30/05/2011

Planeje o fluxo financeiro antes de começar a construção de um imóvel

Fonte: O Estado de S. Paulo

Vou construir um imóvel e disponho de cerca de 60% do dinheiro necessário para o a obra completa. É aconselhável financiar ou fazer a obra em etapas?

Reforma (Foto: Divulgação)
Reforma (Foto: Divulgação)

Vou construir um imóvel e disponho de cerca de 60% do dinheiro necessário para o a obra completa. É aconselhável financiar ou fazer a obra em etapas?

Para começar, você deve planejar muito bem os gastos com a obra. Nesse planejamento determine de maneira muito objetiva o passo da obra, ou seja, o tempo em que você pretende construir sua casa. Assim, a sua resposta sairá automaticamente. Quero dizer o seguinte: você deve organizar os fluxos de pagamentos de maneira que as entradas de dinheiro casem com os desembolsos na obra e, ao mesmo tempo, você ficara satisfeita com o prazo para terminar a construção. Assim, não haverá necessidade de financiar valor algum e sem dúvida a sua casa sairá mais barata. Por outro lado, caso haja necessidade de ter a casa pronta em tempo menor e você não tenha caixa para isso, daí sim você deve obter algum financiamento. Dessa forma, no entanto, a construção sairá um pouco mais cara. De modo geral, sempre procure poupar recursos antes de gastar, mas muitas vezes a nossa necessidade fala mais alto.

Sei que devo diversificar meus investimentos em ações, mas tenho medo de atirar para todos os lados e me perder. Uma boa carteira de ações é formada por quantos papéis? Em quantas empresas devo investir? Tenho R$ 20 mil para aplicar na bolsa.

Estudos internacionais indicam que uma carteira bem diversificada teve ter acima de 15 ações. Alguns estudos dedicados ao mercado brasileiro mostram, por sua vez, que com 12 ou 13 ações já há esse grau de “boa diversificação”. Vamos detalhar ao leitor o significado disto. Diversificação pode ser reconhecida na afirmação que já virou bordão no mercado acionário: Não coloque todos os ovos na mesma cesta, porque, se ela cair, todos os ovos irão quebrar. Esse é um conceito muito importante para finanças que quer dizer: não invista todo o seu dinheiro numa única ação (ou classe de ativo) porque caso o preço desse título caia você irá amargar o prejuízo. Agora, se há diversificação de papéis, bem como de setores, você está mais isento deste risco. Isso porque se caso o preço de uma das suas ações caia mais que o esperado, o preço do outro papel que está na carteira poderá subir mais que o previso. Dessa forma, um efeito compensará o outro.

Tenho uma dívida na Receita Federal que pode ser parcelada. Porém, estou pensando em vender o meu carro para pagá-la à vista e depois financiar outro veículo. O que o senhor me sugere?

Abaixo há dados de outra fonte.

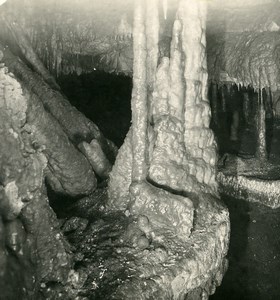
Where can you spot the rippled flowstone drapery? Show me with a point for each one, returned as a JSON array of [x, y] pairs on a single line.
[[164, 233], [165, 173]]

Para essa resposta você deve fazer contas com os dados reais das duas operações. Algumas informações você deve considerar. O site da Receita Federal esclarece que o valor de cada parcela da dívida deve ser acrescido de juros equivalentes à taxa Selic (hoje em 12% ao ano), acumulada mensalmente, mais 1% relativamente ao mês que o pagamento estiver sendo efetuado. Atualmente, isto significa uma incidência de 1,95% ao mês de juros nas parcelas da dívida, que já está consolidada e com multas inclusive. Vender o seu carro pode significar não pegar um bom valor, além de que você deverá ter de pagar taxas de crédito e outros custos da aquisição, o que deve encarecer a operação. Para terminar a comparação, consiga a informação rígida sobre o valor da parcela do financiamento de veículos. Lembre-se que além da taxa de juros há incidência do IOF (3% ao ano). A minha estimativa é de que o resultado não deve ser favorável a venda do seu carro para pagar a dívida e financiar um novo veículo.

Tenho R$ 15 mil, que deixo na conta poupança e retiro um tanto de mês em mês, passando para a conta corrente. Dependo desse dinheiro para pagar aluguel, contas, comprar minhas coisas, comer, beber. O meu saque mensal é de R$ 2 mil. Gostaria de saber se há como eu colocar uma parte desse dinheiro em outro investimento para ter um rendimento melhor.

Pelo fato de que você depende da movimentação mensal desse dinheiro não há opção melhor do que a caderneta de poupança. Isso porque não há taxas envolvidas ou tributação. Como o volume poupado é relativamente baixo, qualquer outra opção tiraria essa vantagem da liquidez todas as vezes que você precisa, sem custos.